1 of 1 people found the following review helpful
A Very Good Compilation Hurt Only By Lame Villains! 5 Jun. 2011
By goldenrulecomics - Published on Amazon.com
Format: Paperback
Essential Spider-Man Vol. 8 has several highlights: a very early appearance of Nightcrawler outside the X-Men series; a two-part mystery story with Nova and a five-part saga with the return of the Green Goblin. I also liked the appearances of the Punisher here, as this was back from the days when his hard-edged methods were such a contrast to the rest of the good guys. Ross Andru does the art on almost all the issues here, part of a five-year run that really solidified his rendition of Spider-Man in my teenaged brain. One other interesting inclusion is a short back-up story drawn by John Romita, Jr., his first U.S. piece of work for Marvel. He did a credibly job on Spider-Man and Peter Parker but I remember thinking even at the time that his Mary Jane Watson didn't really look like her. See what you think! The downside to this book is that a number of the villains are just lame -- the Rocket Racer, Will O' The Wisp and the Big Wheel are just a few examples. Still, the price is right for so many good stories. For an expanded review, check out my Squidoo lens by searching goldenrulecomics on that site. I recommend this book.
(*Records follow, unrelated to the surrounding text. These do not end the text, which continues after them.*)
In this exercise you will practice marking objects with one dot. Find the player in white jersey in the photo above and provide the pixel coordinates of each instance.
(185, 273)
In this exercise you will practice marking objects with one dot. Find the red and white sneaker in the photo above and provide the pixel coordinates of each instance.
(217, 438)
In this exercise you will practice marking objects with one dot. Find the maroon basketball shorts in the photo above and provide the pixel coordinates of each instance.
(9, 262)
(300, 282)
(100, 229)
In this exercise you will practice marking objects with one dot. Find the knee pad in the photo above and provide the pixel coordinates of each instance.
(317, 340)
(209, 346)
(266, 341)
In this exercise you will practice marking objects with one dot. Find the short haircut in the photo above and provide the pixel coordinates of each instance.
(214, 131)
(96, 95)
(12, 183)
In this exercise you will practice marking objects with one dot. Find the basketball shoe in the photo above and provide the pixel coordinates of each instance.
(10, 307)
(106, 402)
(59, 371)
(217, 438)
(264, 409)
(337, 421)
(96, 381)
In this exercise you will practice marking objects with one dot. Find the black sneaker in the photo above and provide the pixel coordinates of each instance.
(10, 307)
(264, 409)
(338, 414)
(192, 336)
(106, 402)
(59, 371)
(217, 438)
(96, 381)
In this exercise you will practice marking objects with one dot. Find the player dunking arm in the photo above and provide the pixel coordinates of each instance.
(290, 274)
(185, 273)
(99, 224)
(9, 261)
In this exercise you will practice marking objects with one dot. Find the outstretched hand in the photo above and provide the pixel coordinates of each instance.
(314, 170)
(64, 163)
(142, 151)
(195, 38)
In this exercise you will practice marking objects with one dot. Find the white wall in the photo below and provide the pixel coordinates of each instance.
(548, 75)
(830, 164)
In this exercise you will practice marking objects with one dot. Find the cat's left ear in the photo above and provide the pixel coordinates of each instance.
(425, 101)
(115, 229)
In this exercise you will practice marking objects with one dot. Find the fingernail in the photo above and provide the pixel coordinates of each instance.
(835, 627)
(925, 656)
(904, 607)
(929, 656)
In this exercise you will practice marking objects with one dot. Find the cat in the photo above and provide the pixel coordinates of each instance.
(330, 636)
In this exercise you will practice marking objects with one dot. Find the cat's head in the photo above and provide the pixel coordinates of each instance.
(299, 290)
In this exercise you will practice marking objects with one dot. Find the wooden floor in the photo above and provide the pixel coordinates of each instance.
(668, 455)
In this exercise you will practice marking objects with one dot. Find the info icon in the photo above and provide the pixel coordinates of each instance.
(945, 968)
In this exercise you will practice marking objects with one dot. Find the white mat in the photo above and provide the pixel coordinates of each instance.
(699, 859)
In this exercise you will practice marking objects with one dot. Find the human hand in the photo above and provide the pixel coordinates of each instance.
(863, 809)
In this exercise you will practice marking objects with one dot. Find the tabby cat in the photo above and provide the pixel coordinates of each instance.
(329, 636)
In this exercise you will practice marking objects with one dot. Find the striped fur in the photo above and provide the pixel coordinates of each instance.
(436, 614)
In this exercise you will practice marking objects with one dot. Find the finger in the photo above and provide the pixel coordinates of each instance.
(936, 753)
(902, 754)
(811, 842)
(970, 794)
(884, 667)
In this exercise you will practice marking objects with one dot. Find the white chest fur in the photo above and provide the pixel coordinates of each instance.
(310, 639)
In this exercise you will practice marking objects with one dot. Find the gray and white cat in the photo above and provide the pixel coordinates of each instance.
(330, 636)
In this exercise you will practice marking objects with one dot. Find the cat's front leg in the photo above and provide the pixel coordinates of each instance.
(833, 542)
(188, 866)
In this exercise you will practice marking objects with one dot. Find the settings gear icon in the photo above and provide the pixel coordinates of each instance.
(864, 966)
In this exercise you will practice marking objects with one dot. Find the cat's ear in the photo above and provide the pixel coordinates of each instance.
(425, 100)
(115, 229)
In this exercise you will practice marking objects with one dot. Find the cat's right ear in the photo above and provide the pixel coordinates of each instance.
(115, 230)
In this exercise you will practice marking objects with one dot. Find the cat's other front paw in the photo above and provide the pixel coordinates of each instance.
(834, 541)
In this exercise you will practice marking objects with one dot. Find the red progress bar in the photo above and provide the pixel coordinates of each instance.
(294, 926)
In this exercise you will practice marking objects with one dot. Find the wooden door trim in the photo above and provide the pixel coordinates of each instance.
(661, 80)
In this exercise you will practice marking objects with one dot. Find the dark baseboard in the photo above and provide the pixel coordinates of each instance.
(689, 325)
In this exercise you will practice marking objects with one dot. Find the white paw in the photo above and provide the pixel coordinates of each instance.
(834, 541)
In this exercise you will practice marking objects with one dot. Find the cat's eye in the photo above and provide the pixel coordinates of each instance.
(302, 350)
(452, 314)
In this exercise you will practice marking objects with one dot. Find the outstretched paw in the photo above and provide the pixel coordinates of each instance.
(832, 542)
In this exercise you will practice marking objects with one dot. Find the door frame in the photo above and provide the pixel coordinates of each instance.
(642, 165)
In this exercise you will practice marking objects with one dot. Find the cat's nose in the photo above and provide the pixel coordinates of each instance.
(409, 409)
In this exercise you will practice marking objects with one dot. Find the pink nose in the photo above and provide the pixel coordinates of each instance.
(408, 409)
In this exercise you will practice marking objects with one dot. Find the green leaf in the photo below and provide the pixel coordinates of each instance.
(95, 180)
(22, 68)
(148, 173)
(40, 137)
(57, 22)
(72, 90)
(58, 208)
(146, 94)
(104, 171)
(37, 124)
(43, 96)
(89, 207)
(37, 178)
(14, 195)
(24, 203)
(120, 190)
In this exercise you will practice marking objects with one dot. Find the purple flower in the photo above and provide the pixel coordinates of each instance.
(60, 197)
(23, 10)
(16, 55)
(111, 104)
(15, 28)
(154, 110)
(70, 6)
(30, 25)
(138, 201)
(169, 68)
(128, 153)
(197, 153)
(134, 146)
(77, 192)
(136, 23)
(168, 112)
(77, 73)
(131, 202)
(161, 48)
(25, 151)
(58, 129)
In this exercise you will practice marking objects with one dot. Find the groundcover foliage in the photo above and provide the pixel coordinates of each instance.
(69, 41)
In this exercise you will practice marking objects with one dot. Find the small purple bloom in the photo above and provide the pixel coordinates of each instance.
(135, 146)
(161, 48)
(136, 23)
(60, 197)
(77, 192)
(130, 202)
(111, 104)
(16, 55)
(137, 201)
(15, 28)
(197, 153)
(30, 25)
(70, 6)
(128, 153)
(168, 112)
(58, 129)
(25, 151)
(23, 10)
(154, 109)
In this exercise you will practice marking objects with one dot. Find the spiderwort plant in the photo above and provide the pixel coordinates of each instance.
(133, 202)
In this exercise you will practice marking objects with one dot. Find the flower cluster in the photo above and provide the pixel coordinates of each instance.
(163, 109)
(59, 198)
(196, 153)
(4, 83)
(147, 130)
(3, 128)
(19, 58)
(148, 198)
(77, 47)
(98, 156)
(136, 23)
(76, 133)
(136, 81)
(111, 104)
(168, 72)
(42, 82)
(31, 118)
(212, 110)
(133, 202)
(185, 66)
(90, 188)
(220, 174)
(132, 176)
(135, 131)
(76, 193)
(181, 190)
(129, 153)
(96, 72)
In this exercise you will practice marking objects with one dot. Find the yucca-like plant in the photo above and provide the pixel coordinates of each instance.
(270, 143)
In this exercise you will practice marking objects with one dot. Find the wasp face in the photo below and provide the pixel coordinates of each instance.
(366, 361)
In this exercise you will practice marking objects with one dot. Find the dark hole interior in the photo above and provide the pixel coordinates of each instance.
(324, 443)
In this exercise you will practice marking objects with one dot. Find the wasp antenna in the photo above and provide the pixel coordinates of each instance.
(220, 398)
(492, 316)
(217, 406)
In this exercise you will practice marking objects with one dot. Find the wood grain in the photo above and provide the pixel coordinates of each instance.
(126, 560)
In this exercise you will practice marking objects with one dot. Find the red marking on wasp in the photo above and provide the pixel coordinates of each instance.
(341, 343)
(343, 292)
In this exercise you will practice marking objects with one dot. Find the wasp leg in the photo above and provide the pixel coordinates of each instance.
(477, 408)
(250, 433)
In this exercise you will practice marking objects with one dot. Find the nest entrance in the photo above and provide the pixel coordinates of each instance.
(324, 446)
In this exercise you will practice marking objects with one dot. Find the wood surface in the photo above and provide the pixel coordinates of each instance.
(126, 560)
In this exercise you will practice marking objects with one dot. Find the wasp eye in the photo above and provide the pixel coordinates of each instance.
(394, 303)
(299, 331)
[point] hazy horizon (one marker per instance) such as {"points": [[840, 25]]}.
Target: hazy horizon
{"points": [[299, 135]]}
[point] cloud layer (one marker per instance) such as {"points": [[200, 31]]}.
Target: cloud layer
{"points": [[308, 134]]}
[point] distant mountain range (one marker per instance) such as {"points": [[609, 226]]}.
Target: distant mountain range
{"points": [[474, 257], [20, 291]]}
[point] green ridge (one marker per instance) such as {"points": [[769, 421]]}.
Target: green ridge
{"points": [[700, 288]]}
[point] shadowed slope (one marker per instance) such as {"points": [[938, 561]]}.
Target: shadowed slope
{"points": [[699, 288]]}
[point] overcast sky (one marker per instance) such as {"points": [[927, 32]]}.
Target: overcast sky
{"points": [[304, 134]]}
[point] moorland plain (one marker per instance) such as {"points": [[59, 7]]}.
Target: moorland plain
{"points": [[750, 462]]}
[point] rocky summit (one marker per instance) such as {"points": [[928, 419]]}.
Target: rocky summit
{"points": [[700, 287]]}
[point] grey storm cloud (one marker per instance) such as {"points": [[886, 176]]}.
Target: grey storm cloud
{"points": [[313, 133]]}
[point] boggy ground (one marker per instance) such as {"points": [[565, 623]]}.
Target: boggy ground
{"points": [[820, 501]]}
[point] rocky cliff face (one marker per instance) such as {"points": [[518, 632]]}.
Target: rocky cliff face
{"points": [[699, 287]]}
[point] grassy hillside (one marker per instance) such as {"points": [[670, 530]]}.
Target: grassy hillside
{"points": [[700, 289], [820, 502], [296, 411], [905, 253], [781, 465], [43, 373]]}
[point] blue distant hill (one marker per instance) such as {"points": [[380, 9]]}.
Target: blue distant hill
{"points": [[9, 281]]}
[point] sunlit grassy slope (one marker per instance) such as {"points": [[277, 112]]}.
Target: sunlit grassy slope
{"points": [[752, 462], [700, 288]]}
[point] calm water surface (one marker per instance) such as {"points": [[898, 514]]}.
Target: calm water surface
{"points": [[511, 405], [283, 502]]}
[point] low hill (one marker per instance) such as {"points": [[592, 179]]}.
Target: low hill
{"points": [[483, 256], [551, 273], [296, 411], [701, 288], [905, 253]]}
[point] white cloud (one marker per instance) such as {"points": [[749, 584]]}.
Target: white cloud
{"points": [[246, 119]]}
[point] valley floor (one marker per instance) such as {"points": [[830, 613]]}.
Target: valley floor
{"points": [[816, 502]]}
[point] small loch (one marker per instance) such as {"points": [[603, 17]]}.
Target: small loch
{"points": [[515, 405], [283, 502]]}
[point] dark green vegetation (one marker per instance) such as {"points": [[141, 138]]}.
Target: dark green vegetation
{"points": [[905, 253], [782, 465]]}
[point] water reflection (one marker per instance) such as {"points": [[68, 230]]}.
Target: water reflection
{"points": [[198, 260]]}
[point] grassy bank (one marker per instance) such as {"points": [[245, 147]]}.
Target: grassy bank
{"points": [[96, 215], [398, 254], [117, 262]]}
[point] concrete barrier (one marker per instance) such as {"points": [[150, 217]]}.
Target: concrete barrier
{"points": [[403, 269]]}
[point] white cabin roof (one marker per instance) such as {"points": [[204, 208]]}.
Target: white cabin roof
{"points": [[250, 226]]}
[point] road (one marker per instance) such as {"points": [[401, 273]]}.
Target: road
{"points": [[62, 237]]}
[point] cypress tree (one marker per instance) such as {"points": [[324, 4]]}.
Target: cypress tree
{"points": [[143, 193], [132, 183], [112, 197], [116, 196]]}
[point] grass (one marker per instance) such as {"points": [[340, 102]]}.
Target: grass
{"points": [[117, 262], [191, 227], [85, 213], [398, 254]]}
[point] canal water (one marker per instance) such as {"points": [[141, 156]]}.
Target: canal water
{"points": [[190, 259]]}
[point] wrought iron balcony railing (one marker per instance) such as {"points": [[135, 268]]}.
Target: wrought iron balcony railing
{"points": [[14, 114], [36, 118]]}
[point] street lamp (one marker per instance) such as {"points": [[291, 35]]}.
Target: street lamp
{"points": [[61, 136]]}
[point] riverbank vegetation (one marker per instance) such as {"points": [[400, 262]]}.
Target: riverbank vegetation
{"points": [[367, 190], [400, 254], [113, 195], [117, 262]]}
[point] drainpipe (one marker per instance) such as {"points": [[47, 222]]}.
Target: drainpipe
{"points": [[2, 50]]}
Not totally "essential," but don't pass it up 23 Oct. 2012
By Comics-R-Fun - Published on Amazon.com
Format: Paperback
Like other reviewers here, I too grew up on these mid-70s stories and these comics made eight-year old me a died-in-the-wool Spidey fan (along with the Spidey appearances on TV's The Electric Company). Reading them now, there is a bit of silliness here and there but it's still solid storytelling. Len Wein was a competent and interesting writer and the Andru/Esposito team still holds up. (Yes, I hold Ross Andru in higher regard than Todd McFarlane!) I would rather read these again than some of the books from the current run by Dan Slott. Maybe a future generation will consider those classics, but give me Wein/Andru any day. One thing missing from this volume is Annual 12 (1978). People have taken umbrage that Giant Size Spidey 6 isn't reprinted, only the cover (because the reprinted content of the book was already in a previous volume). Well, not even the cover to annual 12 is here. The content was an edited reprint of Spidey 119-120 with the Hulk (which was left out of the Marvel Tales series at the time), but the first page was new and the cover itself was a sight to behold! A new drawing of the Hulk smashing a wall, trying to destroy Spidey, drawn by John Byrne, done during his run on Marvel Team-Up. A bit disappointing it was left out. All in all, though, this volume is a pretty decent read!